The story also unravels that Mrs. Wright, despite being a good singer, was never allowed to practice music after marriage just like most women were not allowed to practice their talents. The murder of the parrot here signifies the metaphor of her husband’s physical death as both are killed in the same way. Death here is symbolic as tying a rope around the neck signifies suffocation and inability to breathe freely, an experience which Mrs. Wright was going through in the presence of her husband.

‘The Story of An Hour’ by the American writer Kate Chopin talks about the central character Mrs. Mallard’s reaction and mental transformation on hearing the news of her husband’s death and the mix of emotions experienced by the frail woman. Widowhood does cause some sorrow but within minutes it brings forth a new opportunity and light to the journey of life. The transformation in thoughts and a feeling of some kind of freedom gradually replaces the initial feeling of loss. The author intends to cast an eye of critic at the very institution of marriage, which is supposed to be a bond of love to be shared between two people and uses some remarkable symbolism to achieve this end.

Society normally expects a wife to shed tears and feel thoroughly depressed at the death news and to some extent her life also must meet their expectation. However the open window, the comfortable chair, ‘delicious breath of rain’ and the tops of the trees that were ‘all aquiver with the new spring life’, all indicate an underlying feeling of regeneration or rebirth and a mind which is open to the change and the new life that will belong solely to her. The open window through which she stares at the sky represents a glance at life through the eye of freedom. Mrs. Mallard was ‘young, with a fair, calm face, whose lines bespoke repression and even a certain strength’; this description has been used as a tool to highlight the change that was taking place within.

She was gaining her strength from the expectation of a new life approaching her. These new oncoming years have been portrayed like “creeping out of the sky, reaching toward her through the sounds, the scents, the color that filled the air”. (Chopin) Again, there are sexual overtones in the story that cannot be overlooked. The initial ‘storm of grief’ is almost indicative of a sexual urge or release, which goes hand in hand with the term ‘wild abandonment’. The quivering of the trees is analogous with the thighs that aquiver with sexual anticipation. As Mrs. Mallard sank into the ‘comfortable roomy armchair’, a feeling of ‘physical exhaustion that haunted her body and seemed to reach into her soul’ (Chopin) pressed her down.

Now this kind of exhaustion could be compared to the same exhaustion faced by a person after sexual pleasure or orgasm. The term ‘haunted’ signifies that she was craving for it from within and therefore this freedom meant physical or sexual freedom as well. The upheaval of her bosom after she sat silent for some time in her chair shows the sudden gasp that is also a release of sexual desires after meeting satisfaction. (Chopin). It is not really the weakness of hands but the weakness of her lustful mind, which betrays morality and generates desires to possess the extreme form of sexual joy.

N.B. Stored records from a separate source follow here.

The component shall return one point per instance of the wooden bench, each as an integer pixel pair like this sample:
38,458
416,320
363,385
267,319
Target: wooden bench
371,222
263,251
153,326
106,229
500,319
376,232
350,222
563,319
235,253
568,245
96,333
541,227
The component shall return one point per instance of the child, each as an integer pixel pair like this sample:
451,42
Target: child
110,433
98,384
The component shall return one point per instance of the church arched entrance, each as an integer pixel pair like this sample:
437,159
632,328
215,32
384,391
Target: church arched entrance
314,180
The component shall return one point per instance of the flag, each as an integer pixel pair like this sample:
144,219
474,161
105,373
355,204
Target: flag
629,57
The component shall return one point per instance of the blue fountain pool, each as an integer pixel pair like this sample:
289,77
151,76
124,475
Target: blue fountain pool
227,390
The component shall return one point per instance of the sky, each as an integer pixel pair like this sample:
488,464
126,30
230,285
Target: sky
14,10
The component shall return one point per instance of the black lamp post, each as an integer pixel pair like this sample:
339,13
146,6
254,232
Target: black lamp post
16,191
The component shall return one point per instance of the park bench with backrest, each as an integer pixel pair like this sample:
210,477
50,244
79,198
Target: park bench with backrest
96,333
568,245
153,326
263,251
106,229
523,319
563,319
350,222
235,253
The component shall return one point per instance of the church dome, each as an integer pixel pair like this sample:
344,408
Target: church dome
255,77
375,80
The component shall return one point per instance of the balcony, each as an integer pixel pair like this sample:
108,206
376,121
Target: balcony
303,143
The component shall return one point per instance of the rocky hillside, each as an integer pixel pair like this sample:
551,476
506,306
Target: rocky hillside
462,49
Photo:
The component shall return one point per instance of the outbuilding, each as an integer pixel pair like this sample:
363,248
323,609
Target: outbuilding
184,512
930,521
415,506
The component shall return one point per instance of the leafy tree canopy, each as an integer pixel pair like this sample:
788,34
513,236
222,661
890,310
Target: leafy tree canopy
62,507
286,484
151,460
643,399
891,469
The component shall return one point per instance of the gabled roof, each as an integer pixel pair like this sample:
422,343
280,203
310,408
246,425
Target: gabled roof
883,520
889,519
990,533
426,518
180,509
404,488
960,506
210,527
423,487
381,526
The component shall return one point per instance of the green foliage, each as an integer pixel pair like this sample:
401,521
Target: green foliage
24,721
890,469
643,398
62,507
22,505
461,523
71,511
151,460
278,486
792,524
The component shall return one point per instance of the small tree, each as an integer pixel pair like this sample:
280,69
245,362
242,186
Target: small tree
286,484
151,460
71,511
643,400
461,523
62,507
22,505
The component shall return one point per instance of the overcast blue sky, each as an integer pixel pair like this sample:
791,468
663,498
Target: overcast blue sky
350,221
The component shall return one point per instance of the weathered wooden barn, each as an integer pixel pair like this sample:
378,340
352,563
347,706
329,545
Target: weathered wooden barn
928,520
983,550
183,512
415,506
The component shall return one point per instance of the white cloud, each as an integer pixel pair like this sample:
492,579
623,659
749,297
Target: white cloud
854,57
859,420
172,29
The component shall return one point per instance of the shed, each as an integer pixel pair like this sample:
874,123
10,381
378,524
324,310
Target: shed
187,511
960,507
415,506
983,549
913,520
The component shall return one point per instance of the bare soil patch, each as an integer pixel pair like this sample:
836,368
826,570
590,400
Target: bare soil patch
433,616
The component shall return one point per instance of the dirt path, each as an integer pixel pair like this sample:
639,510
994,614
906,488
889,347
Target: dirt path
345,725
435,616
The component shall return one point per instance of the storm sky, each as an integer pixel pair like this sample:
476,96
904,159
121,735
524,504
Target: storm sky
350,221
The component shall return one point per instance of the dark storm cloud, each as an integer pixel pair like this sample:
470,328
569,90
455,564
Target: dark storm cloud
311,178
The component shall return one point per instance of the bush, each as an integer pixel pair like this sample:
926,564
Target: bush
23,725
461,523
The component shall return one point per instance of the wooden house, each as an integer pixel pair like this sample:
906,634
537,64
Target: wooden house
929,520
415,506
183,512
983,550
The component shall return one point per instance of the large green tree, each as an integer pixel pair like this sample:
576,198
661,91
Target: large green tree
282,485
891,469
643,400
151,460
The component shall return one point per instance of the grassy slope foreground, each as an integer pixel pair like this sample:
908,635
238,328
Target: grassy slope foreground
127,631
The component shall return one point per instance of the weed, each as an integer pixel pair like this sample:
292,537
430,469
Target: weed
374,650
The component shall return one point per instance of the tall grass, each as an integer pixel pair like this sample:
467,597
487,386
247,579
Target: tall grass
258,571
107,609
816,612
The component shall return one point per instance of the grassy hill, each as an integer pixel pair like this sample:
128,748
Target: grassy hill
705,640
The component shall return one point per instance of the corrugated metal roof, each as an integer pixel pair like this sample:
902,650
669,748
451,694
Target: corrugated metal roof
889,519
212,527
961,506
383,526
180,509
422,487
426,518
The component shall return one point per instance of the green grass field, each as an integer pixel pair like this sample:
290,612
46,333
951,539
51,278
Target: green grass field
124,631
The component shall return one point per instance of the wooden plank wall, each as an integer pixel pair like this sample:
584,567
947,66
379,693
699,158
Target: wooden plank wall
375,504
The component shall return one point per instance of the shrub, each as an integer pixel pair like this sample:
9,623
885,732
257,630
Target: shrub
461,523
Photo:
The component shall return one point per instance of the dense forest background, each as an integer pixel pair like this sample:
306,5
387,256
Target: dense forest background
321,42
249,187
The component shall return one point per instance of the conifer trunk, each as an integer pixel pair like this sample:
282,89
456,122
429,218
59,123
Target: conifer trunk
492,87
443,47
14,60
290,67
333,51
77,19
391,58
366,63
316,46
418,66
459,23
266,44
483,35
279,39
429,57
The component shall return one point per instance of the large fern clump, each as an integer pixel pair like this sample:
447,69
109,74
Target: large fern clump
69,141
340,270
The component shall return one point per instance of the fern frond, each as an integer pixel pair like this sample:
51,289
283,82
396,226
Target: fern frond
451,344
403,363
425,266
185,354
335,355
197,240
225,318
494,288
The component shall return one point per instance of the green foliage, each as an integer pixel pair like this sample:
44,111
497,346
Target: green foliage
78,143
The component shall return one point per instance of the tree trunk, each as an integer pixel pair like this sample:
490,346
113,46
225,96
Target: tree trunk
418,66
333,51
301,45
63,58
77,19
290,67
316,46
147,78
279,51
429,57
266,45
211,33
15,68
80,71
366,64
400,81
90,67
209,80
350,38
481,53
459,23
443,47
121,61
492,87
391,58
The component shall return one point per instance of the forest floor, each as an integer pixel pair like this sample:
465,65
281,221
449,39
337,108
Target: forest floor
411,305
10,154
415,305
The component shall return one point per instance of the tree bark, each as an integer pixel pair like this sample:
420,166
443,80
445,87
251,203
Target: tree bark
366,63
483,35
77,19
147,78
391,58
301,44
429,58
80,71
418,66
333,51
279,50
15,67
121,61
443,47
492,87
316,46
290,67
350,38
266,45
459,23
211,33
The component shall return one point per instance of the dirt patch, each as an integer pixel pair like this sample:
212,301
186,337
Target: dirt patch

Therefore the author seems to suggest that it is not just the social and economic freedom of a woman that is curbed but also the sexual stifling cannot be avoided. The ending reveals that Mr. Mallard is actually alive but Mrs. Mallard dies of grief and shock realizing that her brief period of joy has not lasted while the doctor certifies that she dies of joy and maintains the convention of womanhood. The last death is real but offcourse has a lot to reveal that mere physical death. The story “A Rose for Emily” by William Faulkner tells us of a particular case of obsession and possessiveness, which leads Emily, the center character of the play to kill Homer, the man she loves, as she fears he might leave her.